Sin embargo, el hombre cuya fuerza de convicción sentí con más intensidad, gracias al Club Jean Moulin, fue Jacques Delors. Era el animador de su propio club, Citoyen 60, fundado dos años después del nuestro, con un proyecto muy parecido, aunque el origen cristiano de su forma de pensar hiciera a veces saltar chispas con nuestros miembros más laicos. Entre Jean Moulin y Citoyen 60, los intercambios eran constantes e iban a prepararnos a unos y a otros para una participación más ambiciosa en la evolución de la vida política francesa.
Ese espíritu de club que tanto aprecio volví a hallarlo cinco años después de la desaparición del Club Jean Moulin en la asociación fundada por Delors en 1973. Primero quiso fijar un término temporal a esa empresa, dándole como nombre una simple cifra: 73-80, la duración de un septenio. Yo hice valer el nombre de Intercambio y Proyectos, que expresaba el deseo de estar a la escucha de las innovaciones económicas, sociales y políticas de la sociedad francesa, que era necesario detectar y promover. El Club Jean Moulin había carecido de ese deseo.
Es lo mismo que intentarían, doce años después, Michel Rocard con los clubs Convaincre (Convencer) y luego Claude Julien con el Círculo Condorcet.
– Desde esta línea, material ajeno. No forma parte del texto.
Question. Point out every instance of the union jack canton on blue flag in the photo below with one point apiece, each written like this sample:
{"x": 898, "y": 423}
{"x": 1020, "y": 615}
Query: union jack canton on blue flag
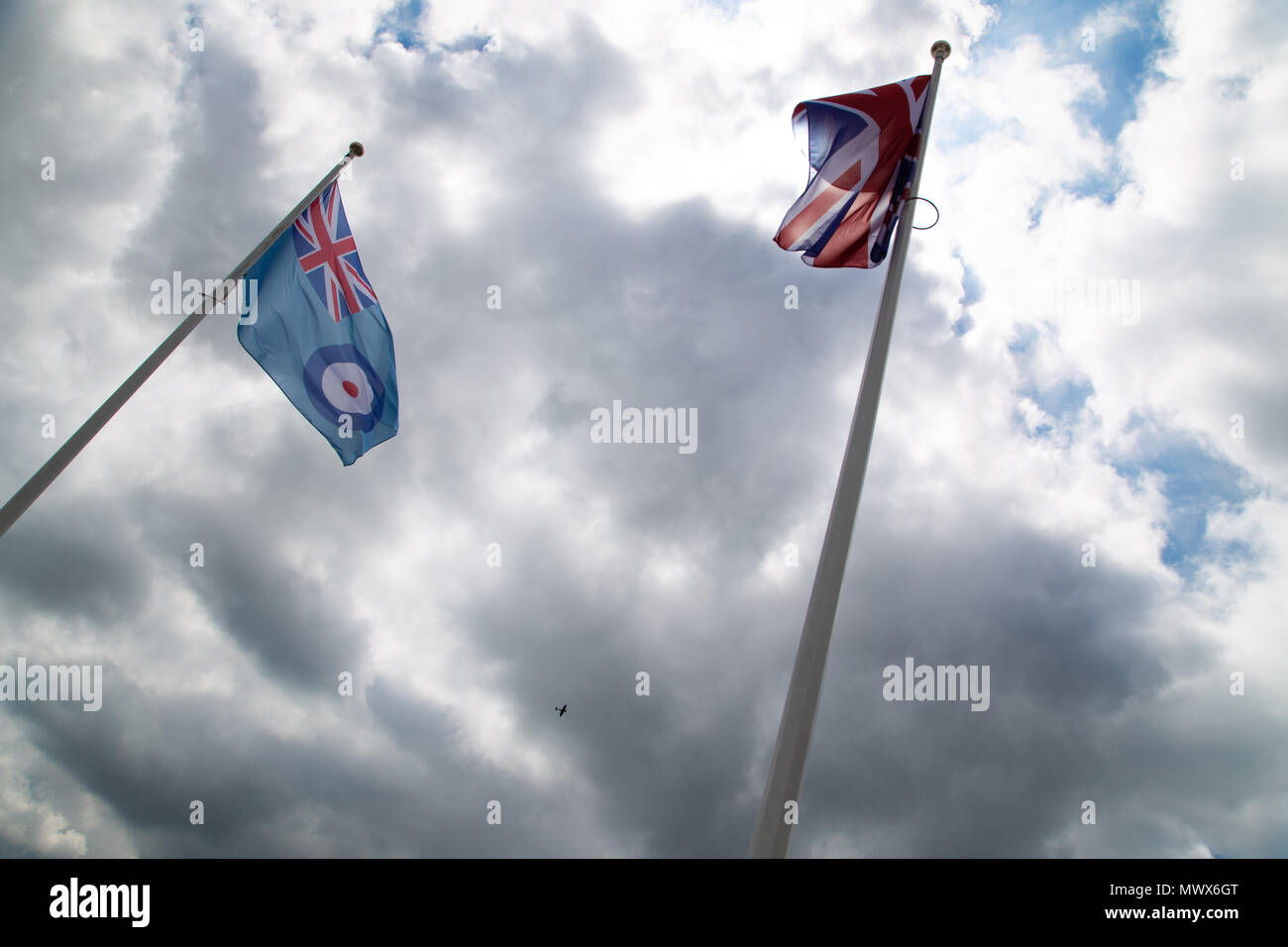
{"x": 318, "y": 331}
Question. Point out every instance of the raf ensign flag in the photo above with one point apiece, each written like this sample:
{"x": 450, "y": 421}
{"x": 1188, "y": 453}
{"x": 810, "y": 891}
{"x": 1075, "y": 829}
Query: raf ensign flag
{"x": 862, "y": 151}
{"x": 318, "y": 331}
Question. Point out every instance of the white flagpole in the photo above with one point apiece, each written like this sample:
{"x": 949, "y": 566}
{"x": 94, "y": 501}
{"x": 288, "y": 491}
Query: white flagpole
{"x": 787, "y": 767}
{"x": 63, "y": 457}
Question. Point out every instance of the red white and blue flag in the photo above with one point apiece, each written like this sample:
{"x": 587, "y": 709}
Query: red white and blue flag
{"x": 862, "y": 151}
{"x": 329, "y": 257}
{"x": 318, "y": 330}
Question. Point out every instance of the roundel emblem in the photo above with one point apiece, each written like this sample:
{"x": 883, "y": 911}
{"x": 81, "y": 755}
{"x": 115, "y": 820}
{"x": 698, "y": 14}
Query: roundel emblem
{"x": 342, "y": 381}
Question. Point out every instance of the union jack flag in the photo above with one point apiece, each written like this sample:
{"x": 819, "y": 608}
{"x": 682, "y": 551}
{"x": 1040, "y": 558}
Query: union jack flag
{"x": 862, "y": 151}
{"x": 330, "y": 258}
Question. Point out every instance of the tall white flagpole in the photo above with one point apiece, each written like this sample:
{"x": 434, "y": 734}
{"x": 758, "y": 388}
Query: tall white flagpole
{"x": 63, "y": 457}
{"x": 787, "y": 767}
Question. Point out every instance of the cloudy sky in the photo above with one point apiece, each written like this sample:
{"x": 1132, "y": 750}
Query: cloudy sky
{"x": 1089, "y": 351}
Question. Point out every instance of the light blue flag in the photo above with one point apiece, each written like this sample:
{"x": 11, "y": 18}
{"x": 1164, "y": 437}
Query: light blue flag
{"x": 316, "y": 328}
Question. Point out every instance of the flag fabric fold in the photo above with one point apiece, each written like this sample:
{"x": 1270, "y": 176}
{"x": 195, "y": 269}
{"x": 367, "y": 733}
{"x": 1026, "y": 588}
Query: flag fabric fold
{"x": 862, "y": 150}
{"x": 317, "y": 329}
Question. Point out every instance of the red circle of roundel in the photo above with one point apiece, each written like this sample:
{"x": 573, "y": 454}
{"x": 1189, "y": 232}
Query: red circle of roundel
{"x": 342, "y": 381}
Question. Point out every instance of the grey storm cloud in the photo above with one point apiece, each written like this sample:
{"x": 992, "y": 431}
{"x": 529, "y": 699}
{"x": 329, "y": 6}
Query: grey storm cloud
{"x": 617, "y": 560}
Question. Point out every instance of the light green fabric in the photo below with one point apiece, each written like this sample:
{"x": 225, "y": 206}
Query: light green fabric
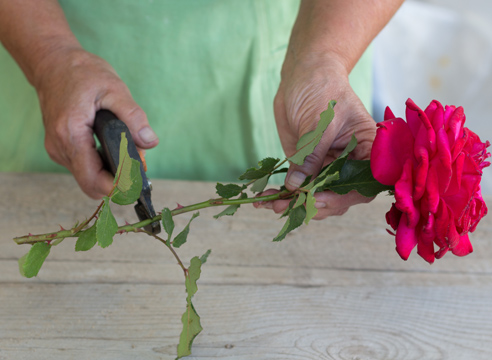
{"x": 204, "y": 71}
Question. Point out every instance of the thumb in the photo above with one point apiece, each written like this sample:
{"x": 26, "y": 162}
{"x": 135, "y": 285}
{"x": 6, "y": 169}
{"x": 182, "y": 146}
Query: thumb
{"x": 136, "y": 120}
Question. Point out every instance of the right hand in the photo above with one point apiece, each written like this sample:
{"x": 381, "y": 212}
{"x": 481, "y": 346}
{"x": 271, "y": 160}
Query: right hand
{"x": 73, "y": 85}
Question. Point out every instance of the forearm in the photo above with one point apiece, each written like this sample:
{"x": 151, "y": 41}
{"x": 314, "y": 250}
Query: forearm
{"x": 340, "y": 29}
{"x": 32, "y": 30}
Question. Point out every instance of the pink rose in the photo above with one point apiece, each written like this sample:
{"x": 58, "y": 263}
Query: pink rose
{"x": 435, "y": 164}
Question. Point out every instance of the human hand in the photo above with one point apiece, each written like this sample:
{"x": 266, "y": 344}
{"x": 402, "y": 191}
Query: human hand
{"x": 73, "y": 85}
{"x": 303, "y": 94}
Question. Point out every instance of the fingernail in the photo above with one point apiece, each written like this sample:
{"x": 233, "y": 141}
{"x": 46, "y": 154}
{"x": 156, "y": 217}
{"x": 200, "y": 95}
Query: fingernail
{"x": 296, "y": 179}
{"x": 319, "y": 205}
{"x": 265, "y": 205}
{"x": 147, "y": 135}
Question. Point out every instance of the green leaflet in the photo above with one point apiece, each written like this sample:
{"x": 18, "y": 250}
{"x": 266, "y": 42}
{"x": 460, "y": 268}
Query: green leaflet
{"x": 122, "y": 178}
{"x": 128, "y": 179}
{"x": 228, "y": 211}
{"x": 106, "y": 225}
{"x": 181, "y": 238}
{"x": 260, "y": 184}
{"x": 308, "y": 142}
{"x": 357, "y": 175}
{"x": 30, "y": 264}
{"x": 311, "y": 210}
{"x": 133, "y": 193}
{"x": 167, "y": 224}
{"x": 231, "y": 209}
{"x": 87, "y": 239}
{"x": 301, "y": 198}
{"x": 190, "y": 318}
{"x": 265, "y": 167}
{"x": 229, "y": 190}
{"x": 296, "y": 217}
{"x": 204, "y": 257}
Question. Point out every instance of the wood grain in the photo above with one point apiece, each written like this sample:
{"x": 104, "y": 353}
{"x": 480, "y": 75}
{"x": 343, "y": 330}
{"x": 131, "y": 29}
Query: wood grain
{"x": 333, "y": 290}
Participé en esas empresas, a pesar del escepticismo de quienes decían que no eran más que cotorreos entre portadores de las mismas convicciones, sin contacto con la marcha real de los asuntos del mundo y la evolución concreta de la sociedad. Y, sin embargo, en ellos se desarrollaba progresivamente un «nosotros» que se negaba a encerrarse en el mundo tal como era y concentraba su mirada en el mundo que habría que construir.